Francisco R. Almada
Don Miguel Hidalgo a su llegada a Guadalajara, influenciado por Fray Francisco Parra, ratificó la autorización para que Don José María González Hermosillo revolucionara el noroeste, principalmente las Provincias de Sonora y Sinaloa, dándole el grado de Teniente Coronel. Salió de Guadalajara el 1o. de Diciembre de 1810. Mientras González Hermosillo avanzaba por territorio del actual Estado de Nayarit y se introducía a Sinaloa, el Gobernador Intendente de las Provincias, brigadier Alejo García Conde, lanzó a un manifiesto a los habitantes de su demarcación exhortándolos a la obediencia y a prepararse para resistir a los insurgentes.
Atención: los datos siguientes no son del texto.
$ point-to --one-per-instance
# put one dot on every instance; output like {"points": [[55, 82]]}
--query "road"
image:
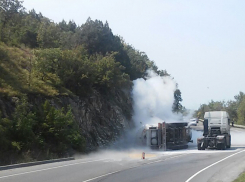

Al mismo tiempo el Presbitero José Joaquín Calvo, Gobernador de la Mitra, giró una circular a todos los párrocos en la que condenaba la conducta del Cura Hidalgo y sus adictos, recomendando que cooperaran con las autoridades reales para mantener a los vecinos en Paz. García Conde mandó por delante a Villaescusa, siendo derrotado por González Hermosillo. Después de esta batalla Hidalgo otorgó ascenso a Coronel a González Hermosillo, quien siguió engrosando su columna, que ya contaba con cinco mil hombres mal armados.
Ocupó Concordia y el Puerto de Mazatlán, cuya guarnición se le incorporó. García Conde marchó al encuentro de González Hermosillo, con una columna formada por tropas presidiales, milicianos e indígenas auxiliares; derrotando a una partida de aborígenes que se habían levantado en la región de El Charay, y en la noche del 7 de enero de 1811 se aproximó a los insurgentes que estaban acampados en San Ignacio Piaxtla, derrotándolos otro día (8 de enero).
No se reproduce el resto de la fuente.